The number of fires burning across Australia’s east and south coast has gone under 100 over the weekend for the first time in weeks, bringing relief from a disaster that has scorched an area roughly a third the size of Germany since September.
“Our federal response to these devastating bush fires is comprehensive and unprecedented,” Prime Minister Scott Morrison was cited in a statement announcing the aid.
Some 29 people and millions of animals have been killed so far in the burning bush in Australia — a country famous for its pristine beaches, abundant wildlife and open-air sporting events.
Australian Tourism Industry Council (ATIC), told Reuters earlier that damages to the tourism industry have approached A$1 billion.
The Australian Tourism Export Council, another peak tourism body, told the Australian Financial Review that the losses may go above A$4.5 billion by the end of the year.
Asked on ABC News television on Sunday whether A$76 million is sufficient, Tourism Minister Simon Birmingham said it was an initial package.
“There may need to be additional support and funding as we work through this recovery,” Birmingham said, according to a transcript of the interview.
Tourism has been an increasingly vital part of Australia’s economy, accounting for more than 3 percent of annual economic output.

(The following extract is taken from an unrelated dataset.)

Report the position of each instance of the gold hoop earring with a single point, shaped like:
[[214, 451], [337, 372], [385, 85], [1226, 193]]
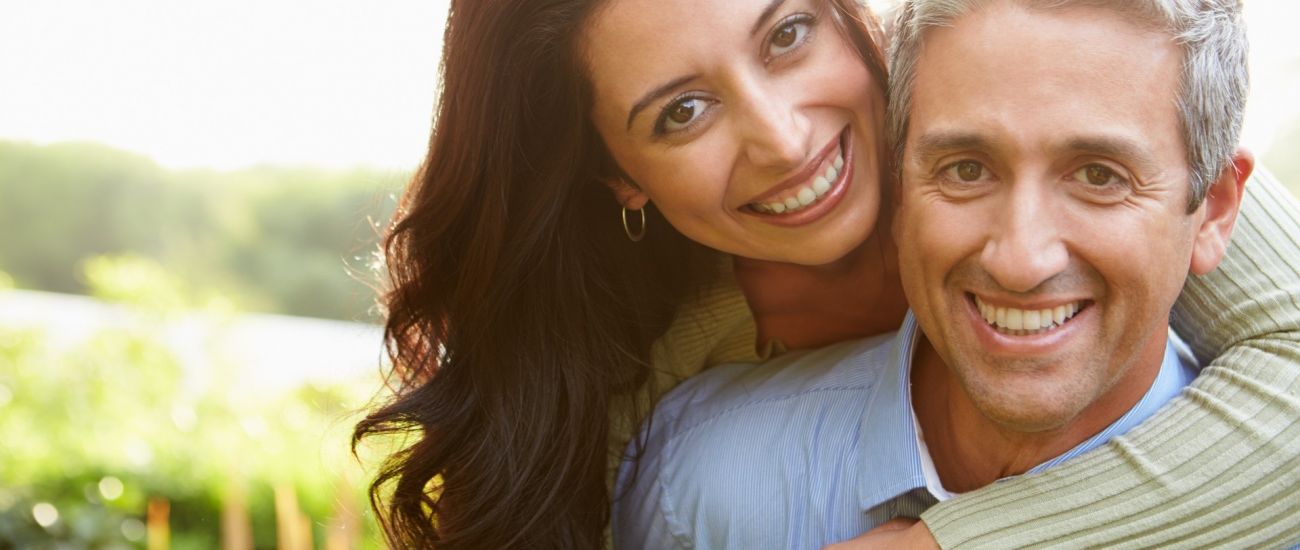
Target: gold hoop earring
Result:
[[641, 233]]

Victoria, New South Wales and Queensland, three of the states that are popular tourist destinations but which have been hit hard by the fires, are now dealing with rain bucketing down in some areas, causing floods and landslides.

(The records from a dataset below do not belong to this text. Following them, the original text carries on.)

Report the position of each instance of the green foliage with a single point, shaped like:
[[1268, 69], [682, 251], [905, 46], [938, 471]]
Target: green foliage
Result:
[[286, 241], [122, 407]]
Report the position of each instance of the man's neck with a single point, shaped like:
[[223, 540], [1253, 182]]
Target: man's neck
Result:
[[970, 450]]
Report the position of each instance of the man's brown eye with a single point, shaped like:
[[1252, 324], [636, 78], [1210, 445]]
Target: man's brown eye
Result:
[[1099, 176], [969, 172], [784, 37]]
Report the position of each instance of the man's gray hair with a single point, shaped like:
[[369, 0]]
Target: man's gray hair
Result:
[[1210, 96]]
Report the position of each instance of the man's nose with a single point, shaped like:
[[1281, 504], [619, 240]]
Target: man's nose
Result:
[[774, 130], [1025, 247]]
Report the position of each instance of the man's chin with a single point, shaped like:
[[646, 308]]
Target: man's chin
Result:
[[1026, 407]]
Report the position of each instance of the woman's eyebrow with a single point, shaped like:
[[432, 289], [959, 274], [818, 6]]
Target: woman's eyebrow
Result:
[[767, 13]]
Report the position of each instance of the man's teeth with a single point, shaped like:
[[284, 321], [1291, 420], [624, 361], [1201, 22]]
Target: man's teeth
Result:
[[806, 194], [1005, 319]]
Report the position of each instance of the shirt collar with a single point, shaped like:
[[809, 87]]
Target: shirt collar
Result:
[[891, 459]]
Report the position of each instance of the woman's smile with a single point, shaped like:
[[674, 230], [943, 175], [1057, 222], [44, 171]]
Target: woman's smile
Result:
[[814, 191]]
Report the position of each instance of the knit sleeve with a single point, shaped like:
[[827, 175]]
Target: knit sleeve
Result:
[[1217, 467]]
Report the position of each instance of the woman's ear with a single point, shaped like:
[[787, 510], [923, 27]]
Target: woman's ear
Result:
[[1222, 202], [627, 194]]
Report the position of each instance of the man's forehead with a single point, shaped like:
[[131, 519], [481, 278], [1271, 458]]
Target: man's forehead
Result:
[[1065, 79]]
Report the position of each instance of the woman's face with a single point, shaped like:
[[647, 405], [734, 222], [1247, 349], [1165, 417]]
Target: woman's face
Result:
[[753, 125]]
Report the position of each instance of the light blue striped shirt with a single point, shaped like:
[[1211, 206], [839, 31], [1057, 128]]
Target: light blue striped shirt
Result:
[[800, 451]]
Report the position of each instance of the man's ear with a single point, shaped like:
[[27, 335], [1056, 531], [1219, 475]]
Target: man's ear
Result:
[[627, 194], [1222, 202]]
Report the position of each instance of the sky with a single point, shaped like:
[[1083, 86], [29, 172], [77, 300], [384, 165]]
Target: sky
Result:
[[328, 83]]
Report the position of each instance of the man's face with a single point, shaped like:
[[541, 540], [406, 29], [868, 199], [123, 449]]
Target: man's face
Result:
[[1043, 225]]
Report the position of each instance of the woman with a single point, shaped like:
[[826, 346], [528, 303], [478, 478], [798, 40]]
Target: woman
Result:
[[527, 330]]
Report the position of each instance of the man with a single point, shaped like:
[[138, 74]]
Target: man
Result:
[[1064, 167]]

Meteorologists expect more rain in Australia’s east and south on Sunday and Monday, which should further help firefighters. As of Sunday, there were 69 bush fires in New South Wales, a third of them still yet to be contained.
Storms are expected to lash parts of Victoria, but there were still 14 fires burning on Sunday, with some big blazes in the state’s mountain region known for hiking.
Fears of smoke from the fires disrupting the Australian Open tennis tournament receded in Melbourne, where the main tournament was due to start on Monday.